Gripe suína (1)
Este texto segue a par e passo um artigo do
Prof. Mike Davis, da Universidade de Los Angeles. De lavra minha não encontrará
aqui mais que as primeiras linhas, algumas frases de ligação e um retoque no
final. Fique pois claro que, no que ao essencial se refere, o leitor estará
lendo o Prof. Mike Davis e não a mim.
Não sei nada
do assunto e a experiência directa de haver convivido com porcos na infância e
na adolescência não me serve de nada. Aquilo era mais uma família híbrida de
humanos e animais que outra coisa. Mas leio com atenção os jornais, ouço e vejo
as reportagens da rádio e da televisão, e, graças a alguma leitura providencial
que me tem ajudado a compreender melhor os bastidores das causas primeiras da
anunciada pandemia, talvez possa trazer aqui algum dado que esclareça por sua
vez o leitor. Há muito tempo que os especialistas em virologia estão
convencidos de que o sistema de agricultura intensiva da China meridional foi o principal
vector da mutação gripal: tanto da «deriva» estacional como do episódico «intercâmbio»
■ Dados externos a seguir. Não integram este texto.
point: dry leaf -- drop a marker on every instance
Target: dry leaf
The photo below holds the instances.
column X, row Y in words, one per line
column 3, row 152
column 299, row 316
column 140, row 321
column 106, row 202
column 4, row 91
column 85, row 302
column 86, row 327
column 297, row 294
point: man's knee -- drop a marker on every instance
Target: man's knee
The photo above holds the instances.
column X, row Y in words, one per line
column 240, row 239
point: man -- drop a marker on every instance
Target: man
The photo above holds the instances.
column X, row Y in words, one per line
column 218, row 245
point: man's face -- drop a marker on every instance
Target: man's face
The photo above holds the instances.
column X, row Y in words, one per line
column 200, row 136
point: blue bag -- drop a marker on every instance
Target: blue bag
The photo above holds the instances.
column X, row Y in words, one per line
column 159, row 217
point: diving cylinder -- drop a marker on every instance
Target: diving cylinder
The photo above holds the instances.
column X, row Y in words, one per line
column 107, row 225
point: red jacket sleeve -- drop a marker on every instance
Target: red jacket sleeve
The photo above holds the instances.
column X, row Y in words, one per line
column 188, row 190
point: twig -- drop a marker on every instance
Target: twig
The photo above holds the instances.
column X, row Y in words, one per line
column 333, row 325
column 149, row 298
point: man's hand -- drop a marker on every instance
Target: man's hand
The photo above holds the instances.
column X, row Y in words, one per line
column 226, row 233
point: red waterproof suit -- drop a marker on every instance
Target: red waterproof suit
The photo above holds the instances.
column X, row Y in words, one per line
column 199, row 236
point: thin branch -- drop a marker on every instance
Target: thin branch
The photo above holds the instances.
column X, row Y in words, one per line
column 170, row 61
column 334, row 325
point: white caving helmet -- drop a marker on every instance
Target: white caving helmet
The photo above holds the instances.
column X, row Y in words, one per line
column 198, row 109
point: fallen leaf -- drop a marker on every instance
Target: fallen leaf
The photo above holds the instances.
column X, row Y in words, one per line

genómico. Há já seis anos que a revista Science publicava um artigo
importante em que mostrava que, depois de anos de estabilidade, o vírus da
gripe suína da América
do Norte havia dado um salto evolutivo vertiginoso. A industrialização, por
grandes empresas, da produção pecuária rompeu o que até então tinha sido o
monopólio natural da China na evolução da gripe. Nas últimas décadas, o sector
pecuário transformou-se em algo que se parece mais à indústria petroquímica que
à bucólica quinta familiar que os livros de texto na escola se comprazem em
descrever…
Em 1966, por
exemplo, havia nos Estados
Unidos 53 milhões de suínos distribuídos por um milhão de granjas.
Actualmente, 65 milhões de porcos concentram-se em 65.000 instalações. Isso
significou passar das antigas pocilgas aos ciclópicos infernos fecais de hoje,
nos quais, entre o esterco e sob um calor sufocante, prontos para intercambiar
agente patogénicos à velocidade do raio, se amontoam dezenas de milhões de
animais com mais do que debilitados sistemas imunitários.
Não será,
certamente, a única causa, mas não poderá ser ignorada. Voltarei ao assunto.